AFFIRMED, 37 CFR 1.196(b).






Ian A. Calvert



Vice Chairman



Robert F. Stahl






Harrison E. McCandlish






Irwin Charles Cohen






Lawrence J. Staab






FN1. See Weiler, 790 F.2d at 1583 n. 4, 229 USPQ at 677-78 n. 4, wherein the Federal Circuit noted that:

   Weiler's reliance on allegations of the inventor's ignorance of drafting and claiming technique and counsel's ignorance of the invention is unavailing. Those allegations could be frequently made, and, if accepted as establishing error, would require the grant of reissue on anything and everything mentioned in a disclosure. [Applicant] supplies no facts indicating how the ignorance relied on caused any error as the basis of his failure to claim the subject matter [in dispute].

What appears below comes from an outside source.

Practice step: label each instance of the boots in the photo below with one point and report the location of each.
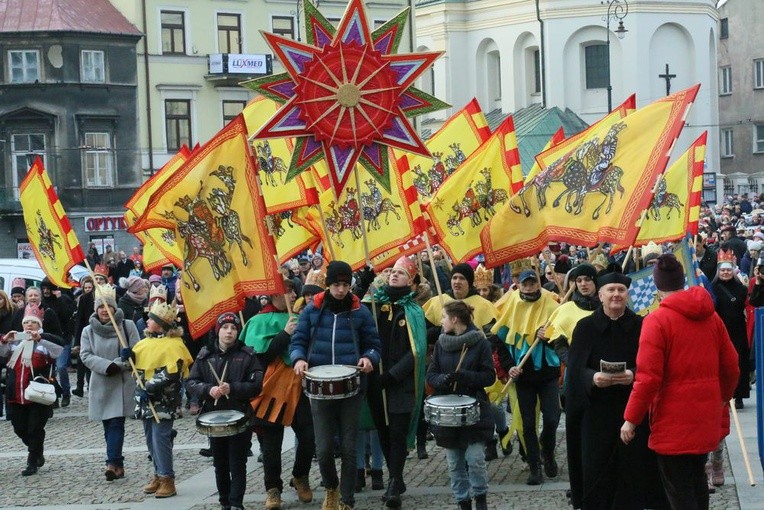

On this basis, the court affirmed the denial of the reissue application as to the claims in question.





 In order to clarify any uncertainty that may exist with regard to the appellants' options concerning what action, if any, they may take in this application as a consequence of the decision by the Board of Patent Appeals and Interferences (Board) mailed August 1, 1991 (Paper No. 14), the following is noted.



  *7 Since the Board designated its decision as an affirmance under 37 CFR 1.196(b), as provided for by that rule, the decision is not considered final for the purpose of judicial review. The only options with regard to the Board's decision which are available to the appellants at this time, are to seek reconsideration under 37 CFR 1.197(b), or to have the matter considered by the examiner provided an appropriate amendment and/or a showing of facts is submitted.